When the group at Digital Domain received the boards and script, it was only vaguely described that a "supreme human being" would be fully reconstructed before the viewer’s eyes. The scene is central to the film, since this is where Leeloo (Milla Jovovich), the main female character is created. The early boards outlined a being created from liquid human juices poured into a mold.

Says Robichaud: "With the technology available now, we realized that we could come up with a more elegant, futuristic approach. We wanted to develop a reconstruction process that would be plausible, understandable to the viewer, yet still have a fantasy, science-fiction quality to it."

Digital Domain sent a crew to London to survey the set so that tracking could be done with minimum problems afterwards. While the tracking was being perfected, through a combination of 3D and 2D proprietary technology, Robichaud and his group were developing the concept and look of the sequence, determining what the reconstruction process would be, how the technology would function and how the instruments would be designed. Robichaud himself developed the actual design of the machinery in the reconstruction chamber. The concept was approved via small CG images that were sent to London. By this time, the tracking had been completed and the actual execution of the shots could begin.

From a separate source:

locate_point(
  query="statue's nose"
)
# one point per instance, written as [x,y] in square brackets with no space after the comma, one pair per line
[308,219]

To perfectly match the plates, each CG element was blurred and film grain added. For the motion blur the MB Standalone that comes with SOFTIMAGE|3D was used as a post-process. The animation, modeling, lighting and rendering of all CG elements was done completely in SOFTIMAGE|3D.

The compositing of the various elements, a typical shot averaged 20 layers, was done with Digital Domain’s proprietary system, NUKE. Both mental ray® and SOFTIMAGE|3D’s renderer were used for rendering the scenes. For the shot where the robotic arms are reflected on the glass canopy of the reconstruction chamber, mental ray was particularly valuable since it offered the possibility to turn the object’s primary rays off. This way, the arm could be rendered as a reflection without obscuring the glass.